Machine learning observability is the practice of monitoring, troubleshooting, and understanding machine learning models as they move from research to production. An effective ML observability tool should automatically surface issues, identify the root cause, and act as a guardrail for models in production.
Some key goals of ML observability are:
- Reduce the time to detect performance issues or regression
- Guide the model owner to the root cause of the issue
- Facilitate timely resolution of the problem
- Track model performance across different slices of data
- Identify data quality issues that can impact model performance
The 4 pillars of ML observability are:
- Performance analysis – Surface worst performing slices and detect changes in accuracy, recall, F1 score, etc.
- Drift monitoring – Detect changes in the input data distribution over time that can lead to model degradation.
- Data quality – Check for issues like missing data, out-of-range values, and cardinality shifts that can negatively impact the model.
- Explainability – Understand feature importance and why a model made a particular prediction to build confidence and improve the model.
An effective way to achieve ML observability is through the use of an evaluation store. An evaluation store tracks:
- Model performance on different slices of data
- Input features and output predictions
- Ground truth or proxy metrics that correlate with performance
It then uses this data to:
- Validate models during training
- Detect performance issues or data drift after deployment
- Surface the root cause of any issues
- Identify opportunities to improve the model
What benefits does ML observability provide during model training?
Benefits of ML Observability During Model Training
ML observability provides several key benefits during the model training stage:
- Faster issue detection: An ML observability solution can monitor key performance metrics and detect issues with the model faster. This allows model builders to iterate faster and improve their models.
- Guidance to the root cause: When an issue is detected, the observability solution can guide the model builder to the root cause, whether it be a data distribution problem, feature transformation issue, or model overfitting.

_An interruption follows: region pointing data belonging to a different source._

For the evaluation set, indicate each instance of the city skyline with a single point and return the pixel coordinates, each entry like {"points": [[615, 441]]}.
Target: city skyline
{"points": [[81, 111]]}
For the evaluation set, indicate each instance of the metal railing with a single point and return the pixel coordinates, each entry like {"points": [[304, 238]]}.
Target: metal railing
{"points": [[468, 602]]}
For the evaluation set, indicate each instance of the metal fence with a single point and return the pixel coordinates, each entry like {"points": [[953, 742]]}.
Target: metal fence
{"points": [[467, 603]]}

- Slice-based analysis: ML observability tools can analyze model performance on different slices of the training data and surface the slices where the model is performing poorly. This provides insights into how to improve the model.
- Prevent training-serving skew: The observability tool can detect if the training data distribution differs significantly from the production data distribution. This helps avoid the training-serving skew problem after model deployment.

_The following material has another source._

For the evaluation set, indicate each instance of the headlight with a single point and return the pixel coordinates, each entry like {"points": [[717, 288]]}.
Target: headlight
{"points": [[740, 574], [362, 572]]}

- Model selection: The observability solution can track the predictions that multiple candidate models would make on the training data. This allows data scientists to select the best model to promote to production based on the training data performance.
- Data quality checks: Issues like missing data, out-of-range values, and cardinality shifts in the training data can be detected to ensure a clean dataset for training the model.

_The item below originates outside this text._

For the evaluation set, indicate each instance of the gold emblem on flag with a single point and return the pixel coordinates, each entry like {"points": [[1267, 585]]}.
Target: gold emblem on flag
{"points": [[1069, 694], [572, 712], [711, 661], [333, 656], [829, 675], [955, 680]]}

What are some examples of issues that ML observability can detect in the training data?
Issues ML Observability Detects in Training Data
ML observability tools can detect a number of issues in training data that can negatively impact model performance:
- Data drift – Changes in the distribution of the training data over time. This can lead to model degradation after deployment. ML observability tools can detect feature drift between the baseline training distribution and the current distribution.
- Missing or incomplete data – ML observability can identify features with a high percentage of missing values or incomplete records. This can reduce the amount of training data available.
- Out-of-range values – Values in the training data that fall outside of an expected range. This can cause models to make incorrect predictions on similar out-of-range data in production.
- Label noise – Inaccurate or incorrect labels in the training data. This can reduce the model’s ability to learn the correct patterns from the data.
- Data biases – Biases in the training data along dimensions like gender, race, age, etc. This can cause models to make unfair predictions when deployed.
- Cardinality shifts – Changes in the number of unique values of a feature over time. This can be a sign of data drift.
- Data quality issues – More general data quality problems like duplicate records, inconsistent formatting, or corrupted values. This dirty data can degrade model performance.
By tracking key data quality metrics and comparing them to baselines, ML observability tools can detect these issues during model training. This allows data scientists to fix any problems, clean the data, and improve their models before deployment.
Once models are deployed, ML observability continues to monitor for data drift, label noise, and other issues that can cause models to degrade over time. This allows data scientists to retrain their models when needed to maintain high performance in production.